Without looking, I reach for the wall to steady myself so that I can lean out and get a look at the front door, but I misjudge the distance and my palm knocks into it harder than I expect it to. The sound isn’t loud, and when the old woman starts turning in her chair, I assume she’s easing an ache, but she twists all the way around until she is looking directly at me. I hold as still as possible, hoping her ancient eyes are not strong enough to pick out the part of my head sticking around the house. Her blank expression seems to confirm this is the case at first, but then suddenly her lips curl in a smile and I can’t help but think that it’s aimed at me.

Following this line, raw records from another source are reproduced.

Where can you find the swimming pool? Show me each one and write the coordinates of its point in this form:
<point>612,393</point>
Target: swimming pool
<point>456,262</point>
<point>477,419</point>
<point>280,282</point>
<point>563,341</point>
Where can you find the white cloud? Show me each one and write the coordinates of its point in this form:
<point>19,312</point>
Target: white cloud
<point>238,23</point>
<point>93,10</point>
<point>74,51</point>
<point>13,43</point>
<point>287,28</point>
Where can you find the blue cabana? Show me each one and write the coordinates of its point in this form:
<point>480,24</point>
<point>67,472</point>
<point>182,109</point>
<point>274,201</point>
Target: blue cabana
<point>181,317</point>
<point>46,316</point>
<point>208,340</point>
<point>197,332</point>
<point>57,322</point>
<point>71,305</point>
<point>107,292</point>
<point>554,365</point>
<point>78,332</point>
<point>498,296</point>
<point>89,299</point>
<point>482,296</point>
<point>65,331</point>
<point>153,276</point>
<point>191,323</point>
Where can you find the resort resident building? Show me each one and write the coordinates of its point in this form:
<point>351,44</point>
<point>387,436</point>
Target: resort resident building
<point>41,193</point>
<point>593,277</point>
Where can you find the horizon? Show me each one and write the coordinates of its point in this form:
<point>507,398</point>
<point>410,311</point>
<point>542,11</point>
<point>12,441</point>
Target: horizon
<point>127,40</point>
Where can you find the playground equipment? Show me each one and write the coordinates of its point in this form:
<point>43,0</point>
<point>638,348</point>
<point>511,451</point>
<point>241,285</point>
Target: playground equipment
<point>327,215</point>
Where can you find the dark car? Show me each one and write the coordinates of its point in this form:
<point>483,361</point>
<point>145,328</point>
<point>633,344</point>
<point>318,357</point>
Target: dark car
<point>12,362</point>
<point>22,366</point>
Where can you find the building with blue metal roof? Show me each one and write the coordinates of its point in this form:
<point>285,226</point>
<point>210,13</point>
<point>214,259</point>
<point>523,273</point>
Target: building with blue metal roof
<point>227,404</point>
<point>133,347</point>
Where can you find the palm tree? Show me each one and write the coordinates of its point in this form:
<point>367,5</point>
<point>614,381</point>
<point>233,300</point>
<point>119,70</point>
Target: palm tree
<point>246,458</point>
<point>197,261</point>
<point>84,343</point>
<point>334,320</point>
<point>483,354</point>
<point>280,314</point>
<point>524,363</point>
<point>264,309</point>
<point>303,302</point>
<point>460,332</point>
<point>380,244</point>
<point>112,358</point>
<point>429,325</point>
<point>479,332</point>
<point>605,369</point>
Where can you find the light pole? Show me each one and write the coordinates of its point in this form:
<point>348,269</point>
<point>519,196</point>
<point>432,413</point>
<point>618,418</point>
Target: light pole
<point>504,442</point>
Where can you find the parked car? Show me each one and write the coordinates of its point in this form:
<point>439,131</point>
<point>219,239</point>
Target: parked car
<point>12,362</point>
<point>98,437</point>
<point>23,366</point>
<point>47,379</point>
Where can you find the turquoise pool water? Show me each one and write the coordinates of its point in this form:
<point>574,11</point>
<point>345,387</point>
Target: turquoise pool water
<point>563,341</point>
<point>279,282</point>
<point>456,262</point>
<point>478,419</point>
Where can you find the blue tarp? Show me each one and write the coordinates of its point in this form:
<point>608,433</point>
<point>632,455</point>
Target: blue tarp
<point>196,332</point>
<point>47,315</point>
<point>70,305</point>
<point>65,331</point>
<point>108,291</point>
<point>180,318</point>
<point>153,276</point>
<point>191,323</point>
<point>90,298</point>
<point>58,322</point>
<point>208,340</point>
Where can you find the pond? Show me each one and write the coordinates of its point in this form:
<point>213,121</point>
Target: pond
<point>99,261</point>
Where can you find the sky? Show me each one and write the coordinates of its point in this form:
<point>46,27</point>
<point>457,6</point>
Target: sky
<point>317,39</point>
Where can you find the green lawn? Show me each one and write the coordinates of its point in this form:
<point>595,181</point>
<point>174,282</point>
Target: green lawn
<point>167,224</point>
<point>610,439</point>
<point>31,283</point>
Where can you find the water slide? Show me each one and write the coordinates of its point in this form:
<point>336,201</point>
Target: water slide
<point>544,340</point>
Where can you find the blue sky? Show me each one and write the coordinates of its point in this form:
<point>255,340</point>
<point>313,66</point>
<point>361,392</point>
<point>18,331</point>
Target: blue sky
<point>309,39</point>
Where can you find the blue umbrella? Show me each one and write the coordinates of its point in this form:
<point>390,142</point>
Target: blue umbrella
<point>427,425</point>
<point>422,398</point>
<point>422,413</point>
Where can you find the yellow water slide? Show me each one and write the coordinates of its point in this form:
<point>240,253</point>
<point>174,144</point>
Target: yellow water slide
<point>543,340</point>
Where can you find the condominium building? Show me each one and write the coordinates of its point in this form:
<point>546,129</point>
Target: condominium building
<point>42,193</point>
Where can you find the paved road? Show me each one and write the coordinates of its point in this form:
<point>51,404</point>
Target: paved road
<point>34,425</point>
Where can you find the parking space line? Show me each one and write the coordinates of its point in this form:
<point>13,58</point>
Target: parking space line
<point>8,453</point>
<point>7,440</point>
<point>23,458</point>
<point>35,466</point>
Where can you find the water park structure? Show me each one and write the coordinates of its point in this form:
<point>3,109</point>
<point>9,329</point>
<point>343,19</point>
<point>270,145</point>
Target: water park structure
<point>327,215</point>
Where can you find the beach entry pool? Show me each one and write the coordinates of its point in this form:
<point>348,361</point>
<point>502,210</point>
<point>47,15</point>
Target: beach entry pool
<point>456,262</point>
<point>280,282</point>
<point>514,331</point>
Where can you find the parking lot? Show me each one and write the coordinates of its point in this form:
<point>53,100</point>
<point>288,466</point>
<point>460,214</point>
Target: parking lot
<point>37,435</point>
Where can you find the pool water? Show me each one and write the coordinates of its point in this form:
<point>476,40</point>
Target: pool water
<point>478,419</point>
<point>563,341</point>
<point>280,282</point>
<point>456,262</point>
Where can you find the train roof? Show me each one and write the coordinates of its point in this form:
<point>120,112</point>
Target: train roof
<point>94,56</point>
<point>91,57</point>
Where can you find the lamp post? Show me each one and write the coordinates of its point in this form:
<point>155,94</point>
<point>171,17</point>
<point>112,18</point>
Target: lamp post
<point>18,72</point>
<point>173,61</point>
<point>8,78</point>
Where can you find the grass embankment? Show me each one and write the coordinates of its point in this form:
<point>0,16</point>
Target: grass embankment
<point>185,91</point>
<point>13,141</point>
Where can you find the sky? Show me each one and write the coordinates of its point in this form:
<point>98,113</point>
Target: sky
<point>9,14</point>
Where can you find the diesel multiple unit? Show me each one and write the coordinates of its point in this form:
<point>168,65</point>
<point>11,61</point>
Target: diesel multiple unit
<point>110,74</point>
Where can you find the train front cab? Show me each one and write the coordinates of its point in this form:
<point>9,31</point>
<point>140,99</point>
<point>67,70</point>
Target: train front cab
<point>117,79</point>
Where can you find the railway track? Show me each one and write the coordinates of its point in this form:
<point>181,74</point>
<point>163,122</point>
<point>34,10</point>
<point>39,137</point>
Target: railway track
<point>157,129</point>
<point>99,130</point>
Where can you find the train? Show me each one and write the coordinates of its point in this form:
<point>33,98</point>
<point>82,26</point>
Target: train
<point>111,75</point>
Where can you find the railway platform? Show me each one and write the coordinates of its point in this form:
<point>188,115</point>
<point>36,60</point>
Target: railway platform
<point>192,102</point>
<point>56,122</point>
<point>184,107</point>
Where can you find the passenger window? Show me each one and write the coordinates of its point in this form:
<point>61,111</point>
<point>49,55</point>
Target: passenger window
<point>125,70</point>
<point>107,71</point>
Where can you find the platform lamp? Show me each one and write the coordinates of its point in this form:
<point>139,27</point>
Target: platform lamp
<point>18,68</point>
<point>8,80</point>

My hand automatically moves into my satchel and finds the combination of buttons that will trigger an emergency escape, but there’s something about her face that keeps me from pushing anything yet. Maybe it’s the intelligence burning in her eyes, or maybe it’s the fact that I can see some of Kane in her. Whatever the case, I’m unable to figure it out before the groan of a hinge signals the door opening again.
The old woman turns back around as Lorna returns. I listen, sure that she is going to say something about seeing me, but instead she takes the glass, gives the lemonade another taste, and says, “Now, that’s better.”
I back out of sight and pull my chaser out. Instead of hitting the escape combination, I select the locator number for the living room of my apartment and a time that will put me there not long before Iffy and Ellie arrive home from lunch.
As much as I would like to conduct a more thorough search of Kane’s home, I would be a fool to do so when someone else is here, which, from the looks of things, might be all the time.
The only thing I can do for now is go home.
CHAPTER SIX
As planned, I’m waiting in the apartment when Iffy and Ellie walk in. Immediately I notice dark circles under my sister’s eyes. Though it isn’t even midafternoon yet, it’s been the busiest day Ellie’s had in a while, and it’s clearly taken a lot out of her. I mentally kick myself for adding the lunch onto our schedule. It was obviously a bad idea.
“Are you feeling okay?” I ask her.
“I’m fine,” she says with more energy that I’m sure she feels. “Did you find out who the man was?”